The United States will support Vietnam's admission to the United Nations in a Security Council recommendation that may come today as a sign of the Carter administration's desire to "put the past behind us," administration officials said yesterday.

After North Vietnam's conquest of South Vietnam in 1975, the United States repeatedly veoted U.N. membership for the unified Vietnam, primarily on grounds that the Hanoi government was failing to account for American servicemen missing in action.

At a meeting in Paris last May with Vietnamese diplomats, the United States said Hanoi was responding with information on MIAs, and it would no longer veto Vietnam's application for membership in the United Nations. Left open was the question of whether the issue reappeared or take more positive action.

At the United Nations yesterday, the United States and all other Security Council members, meeting as an admissions committee, recommended Vietnam's acceptance into the world organization. Some reports describe the intended action, to be taken by consensus, as a means of enabling the United States to avoid a vote in the Security Council.

An administration official, however, said the consensus procedure is not novel, and the fact is that "we joined in a recommendation that Vietnam be admitted" when the U.N. General Assembly convenes in September, Congressional committee chairmen involved had been informed in advance of the administration's intention.

Rep. Lester L. Wolff (D-N.Y.), chairman of the House International Relations Asian and Pacific Affairs Subcommittee, said of the decision on Vietnam: "It may bring them closer to the community of nations."

Wolff has scheduled a hearing today with former Secretary of State Henry A. Kissinger about the disputed postwar reconstruction aid of up to $4.75 billion promised by then, President Nixon to North Vietnam in 1973. Nixon and Kissinger say Hanoi's violation of the 1973 cease-fire in Vietnam wiped out any U.S. aid commitment.

Philip C. Habib, under secretary of state for political affairs, said on Saturday that the United States has told Hanoi it wants "to put the past behind us and make a start on normal working relations."
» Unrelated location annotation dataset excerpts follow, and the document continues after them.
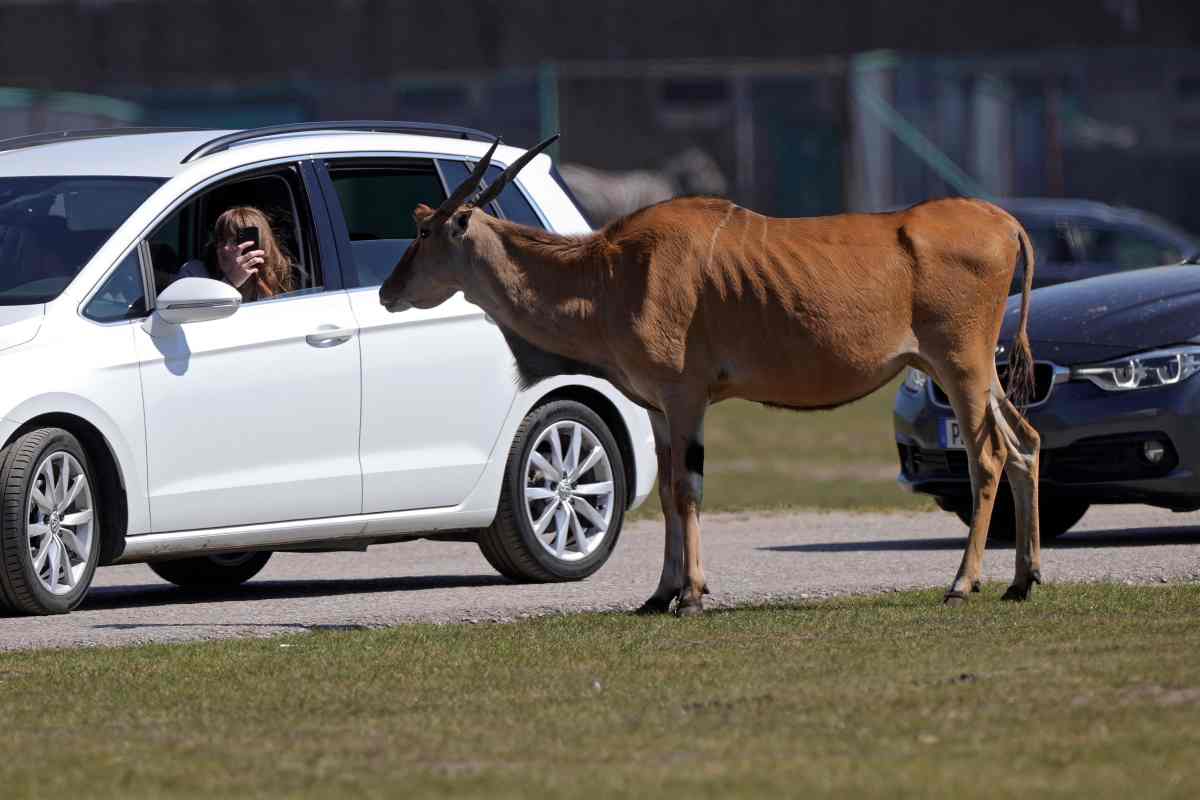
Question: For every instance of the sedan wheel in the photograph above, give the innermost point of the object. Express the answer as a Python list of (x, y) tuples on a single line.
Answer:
[(563, 499), (49, 531)]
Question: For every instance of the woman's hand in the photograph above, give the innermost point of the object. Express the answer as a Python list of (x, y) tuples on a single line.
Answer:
[(239, 264)]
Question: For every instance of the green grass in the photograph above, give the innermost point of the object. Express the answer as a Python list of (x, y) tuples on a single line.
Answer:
[(1089, 691), (765, 458)]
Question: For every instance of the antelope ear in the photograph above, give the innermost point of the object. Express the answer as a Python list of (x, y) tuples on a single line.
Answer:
[(459, 223)]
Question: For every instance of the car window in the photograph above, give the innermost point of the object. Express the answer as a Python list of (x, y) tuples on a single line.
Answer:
[(1125, 248), (121, 296), (51, 228), (513, 203), (1051, 244), (377, 200), (183, 245)]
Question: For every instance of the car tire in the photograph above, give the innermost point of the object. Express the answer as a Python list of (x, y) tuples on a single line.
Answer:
[(49, 523), (529, 494), (1055, 517), (217, 571)]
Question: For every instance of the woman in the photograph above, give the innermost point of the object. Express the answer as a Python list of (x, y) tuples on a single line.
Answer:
[(257, 274)]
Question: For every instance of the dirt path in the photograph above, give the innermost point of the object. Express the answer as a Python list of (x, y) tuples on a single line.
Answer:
[(748, 558)]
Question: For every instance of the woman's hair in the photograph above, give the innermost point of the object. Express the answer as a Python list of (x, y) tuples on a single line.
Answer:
[(276, 276)]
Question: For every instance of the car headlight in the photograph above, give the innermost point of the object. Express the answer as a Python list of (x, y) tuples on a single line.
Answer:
[(915, 380), (1163, 367)]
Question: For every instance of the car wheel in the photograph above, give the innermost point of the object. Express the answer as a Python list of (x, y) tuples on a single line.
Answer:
[(1056, 516), (49, 523), (216, 571), (563, 498)]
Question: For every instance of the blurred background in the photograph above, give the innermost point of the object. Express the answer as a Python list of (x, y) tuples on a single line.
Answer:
[(789, 108)]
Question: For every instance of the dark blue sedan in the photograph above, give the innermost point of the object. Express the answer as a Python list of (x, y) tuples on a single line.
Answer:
[(1117, 402)]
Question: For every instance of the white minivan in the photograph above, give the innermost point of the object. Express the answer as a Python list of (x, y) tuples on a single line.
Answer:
[(157, 419)]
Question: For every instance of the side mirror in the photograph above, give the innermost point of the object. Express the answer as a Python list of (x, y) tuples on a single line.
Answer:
[(193, 300)]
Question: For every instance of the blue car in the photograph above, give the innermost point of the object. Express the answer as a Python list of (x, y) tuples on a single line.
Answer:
[(1117, 402), (1075, 240)]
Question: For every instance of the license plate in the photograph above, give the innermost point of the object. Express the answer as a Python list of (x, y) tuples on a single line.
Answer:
[(952, 435)]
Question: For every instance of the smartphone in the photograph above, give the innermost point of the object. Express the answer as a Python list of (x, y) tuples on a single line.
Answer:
[(249, 234)]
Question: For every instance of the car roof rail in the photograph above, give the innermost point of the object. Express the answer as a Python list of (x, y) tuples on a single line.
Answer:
[(52, 137), (227, 140)]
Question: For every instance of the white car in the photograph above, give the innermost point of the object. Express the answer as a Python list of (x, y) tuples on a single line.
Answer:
[(145, 417)]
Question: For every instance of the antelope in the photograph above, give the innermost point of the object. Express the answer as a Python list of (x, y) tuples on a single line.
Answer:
[(696, 300)]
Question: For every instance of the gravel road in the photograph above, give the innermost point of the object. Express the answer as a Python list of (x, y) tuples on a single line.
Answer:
[(748, 558)]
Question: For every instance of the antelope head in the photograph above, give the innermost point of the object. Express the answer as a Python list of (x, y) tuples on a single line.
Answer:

Speaking to the National League of Families of American Prisoners and Missing in Southeast Asia, Habib said that in the Paris talks conducted in May and June the United States " . . . proposed to the Vietnamese that we proceed at once to normalize our relations, including the exchange of ambassadors. We offered to drop our trade embargo, contingent on the opening of embassies in our two capitals. And we told the Vietnamese we would withdraw our opposition to their membership in the United Nations."

Habib said, "We believe that opening an American mission in Hanoi would further facilitate progress" in getting additional information on MIA accounting and returning the remains of prisoners, beyond agreements reached in May and in June.

"Vietnam has not accepted this proposal thus far, on the ground that it fails to provide a U.S. contribution or reconstruction aid for their country, which they claim was envisioned by past agreements."

He said U.S. negotiators have repeatedly told the Vietnamese that the U.S. view is "that we have no obligation to aid them, and that congressional restrictions specifically bar U.S. aid to Vietnam."

He said, "We continue to hope Vietnam will set aside its demand for such assistance and agree to proceed without conditions based on an interpretation of the past which we cannot, and will not, accept."